Making a fairer Scotland for disabled people
This week, I spoke in a debate about a disability delivery plan. The government's “A Fairer Scotland for Disabled People” plan, which lays out an ambitious approach to achieving disability equality, is one that I broadly welcome.
With non-disabled people being almost twice as likely as disabled people to be in work, and given that that figure has barely changed in more than a decade, the Government’s aim to halve the disability employment gap is welcome and could not be more urgently needed.
As a supporter of the one in five campaign, which seeks to promote the involvement in public life of the 20 per cent of Scots who experience a disability or health condition, I very much welcome the pledge to support new job opportunities for disabled people in politics and in the third and public sectors. So many of the actions that are listed in the plan will come to fruition only when disabled people are properly represented at all levels of policy making, so that is a positive step. I ask ministers to consider whether 120 posts over four years will be sufficient or whether we can be more ambitious. Perhaps the debate will serve to encourage interest.
Having stood on a manifesto pledge to increase opportunities for disabled people to access modern apprenticeships, I was really pleased to see action 36, to widen access to modern apprenticeships for disabled people, and action 37, to pay them “the highest level of Modern Apprenticeship funding ... until the age of 30.”
Helping people with disabilities and health challenges to stay in work once they have found it is important too, so I am glad that that is recognised by the plan.
As much as work can be a positive force in our lives, too many Scots work in jobs that do not promote healthy working practices or an appropriate work-life balance, so we are faced with a significantly increasing number of people who leave work for health reasons—in particular, because of poor mental health. Integration of health, disability and employment support to ensure that people can stay in work is laudable, and I look forward to working with the Government to achieve it when the full devolved employability schemes begin to operate in 2018.
I ask Conservative colleagues who focus on keeping people in work to speak to their UK colleagues about cuts to the Motability scheme, which have had a devastating impact on many people’s ability to attend work.
However, I question whether the disability plan takes into account the broader economic transformation that Scotland needs for all Scots—disabled and non-disabled. We have an economy in which too many jobs are low-paid, with highly variable hours, and which do not protect people from poverty. Disabled people are more likely than non-disabled people to work in those jobs. Halving the disability employment gap will not be the achievement that we all wish it to be if it is achieved by encouraging disabled people into work that does not offer the economic security that we want work to offer. The quality of all jobs must improve.
After years of slow but steady progress, the move towards equality for disabled people has gone into reverse in the past few years, in particular as a result of disability benefit cuts. Those cuts have—as the motion notes—been criticised by the United Nations as “grave and systematic violations” of disabled people’s human rights.
I accept that the Scottish Government recognises the terrible impact of the cuts and has made some positive first moves in response to them.

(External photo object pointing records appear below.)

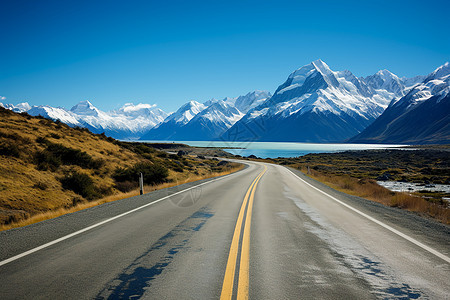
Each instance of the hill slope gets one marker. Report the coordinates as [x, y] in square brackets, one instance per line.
[47, 165]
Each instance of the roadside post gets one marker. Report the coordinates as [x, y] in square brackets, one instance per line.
[141, 183]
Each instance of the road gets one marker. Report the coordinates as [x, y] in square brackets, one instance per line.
[266, 232]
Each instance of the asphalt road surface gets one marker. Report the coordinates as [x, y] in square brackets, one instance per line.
[265, 232]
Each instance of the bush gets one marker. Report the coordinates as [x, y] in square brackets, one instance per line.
[126, 186]
[9, 149]
[56, 154]
[81, 184]
[153, 173]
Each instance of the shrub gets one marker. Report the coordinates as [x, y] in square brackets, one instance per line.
[81, 184]
[126, 186]
[56, 154]
[40, 185]
[153, 173]
[9, 149]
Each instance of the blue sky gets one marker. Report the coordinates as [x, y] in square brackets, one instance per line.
[169, 52]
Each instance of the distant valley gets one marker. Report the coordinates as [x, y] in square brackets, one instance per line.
[314, 104]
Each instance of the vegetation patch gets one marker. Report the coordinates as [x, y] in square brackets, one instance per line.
[48, 168]
[357, 172]
[80, 183]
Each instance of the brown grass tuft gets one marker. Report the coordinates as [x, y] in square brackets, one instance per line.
[80, 206]
[369, 189]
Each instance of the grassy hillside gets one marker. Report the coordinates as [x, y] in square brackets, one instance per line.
[47, 165]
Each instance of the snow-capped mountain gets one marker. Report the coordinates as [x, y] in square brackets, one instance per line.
[129, 122]
[316, 104]
[210, 123]
[55, 113]
[207, 121]
[421, 116]
[169, 128]
[251, 100]
[21, 107]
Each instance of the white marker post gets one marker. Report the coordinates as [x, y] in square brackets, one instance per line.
[141, 183]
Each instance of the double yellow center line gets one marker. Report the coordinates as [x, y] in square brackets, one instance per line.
[243, 282]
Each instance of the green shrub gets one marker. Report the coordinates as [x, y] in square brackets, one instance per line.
[56, 154]
[81, 184]
[8, 148]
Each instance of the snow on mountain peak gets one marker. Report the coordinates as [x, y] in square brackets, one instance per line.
[442, 71]
[186, 112]
[21, 107]
[130, 107]
[85, 108]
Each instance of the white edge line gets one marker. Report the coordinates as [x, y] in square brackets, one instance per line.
[11, 259]
[406, 237]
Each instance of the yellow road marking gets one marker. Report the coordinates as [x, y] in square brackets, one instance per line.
[228, 282]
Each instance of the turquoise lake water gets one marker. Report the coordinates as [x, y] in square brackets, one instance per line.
[275, 149]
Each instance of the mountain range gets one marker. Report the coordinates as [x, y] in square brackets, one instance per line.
[314, 104]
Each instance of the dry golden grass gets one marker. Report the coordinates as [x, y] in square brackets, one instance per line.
[28, 190]
[62, 211]
[369, 189]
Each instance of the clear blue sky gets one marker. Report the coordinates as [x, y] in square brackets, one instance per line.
[169, 52]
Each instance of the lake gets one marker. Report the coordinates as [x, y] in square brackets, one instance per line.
[275, 149]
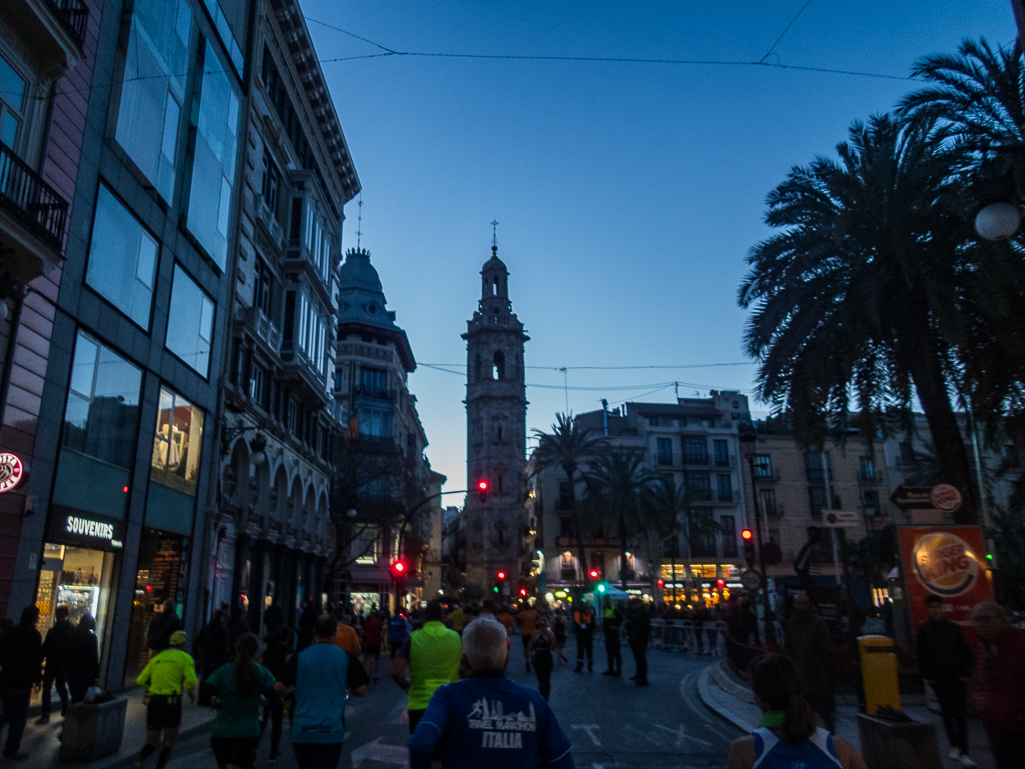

Stepping in to save the independent living fund when it was axed by the UK Government has helped more than 2,000 people, and the proposed expansion will help many more. Implementing the Green manifesto pledge for a national healthier and wealthier children project could, based on evidence from the original scheme in Glasgow, help disabled parents and children to access disability living allowance and personal independence payments. However, I am concerned that the disability plan does not demonstrate a clear strategy for responding to those cuts and to the many more cuts that are still to come. By 2020, for example, 70,000 Scots will lose up to £900 a year through cuts to employment and support allowance, and another 70,000 will lose as much as £2,600 each in the move from DLA to PIP.
I would welcome the Scottish Government’s taking a clear position on whether it is willing to use fully the new devolved benefits and tax powers to mitigate the impacts of welfare cuts on disabled people. A fairer disability benefits system, which I have no doubt the Scottish Government seriously wishes to establish, must recognise that some users of the system will have lost thousands of pounds, which will have had negative impacts on their health and wellbeing and on the likelihood of their accessing employment. If the system does not do that, the Scottish Government will be tacitly accepting the cuts.
After years of cuts that have eroded the human rights of disabled people, “A Fairer Scotland for Disabled People” puts those rights at the heart of the strategy to create a more inclusive society. The plan to achieve that is appropriately ambitious, but the Scottish Government must recognise the weight of expectation among disabled people because of that ambition, and it must recognise the dreadful extent to which some disabled people have suffered in recent years as a result of Westminster’s welfare cuts. They will be looking for bold and radical change. If the Scottish Government is willing to pursue the plan that it has laid out to the radical extent that is needed to achieve equality for disabled people, it can be assured of Scottish Green Party support.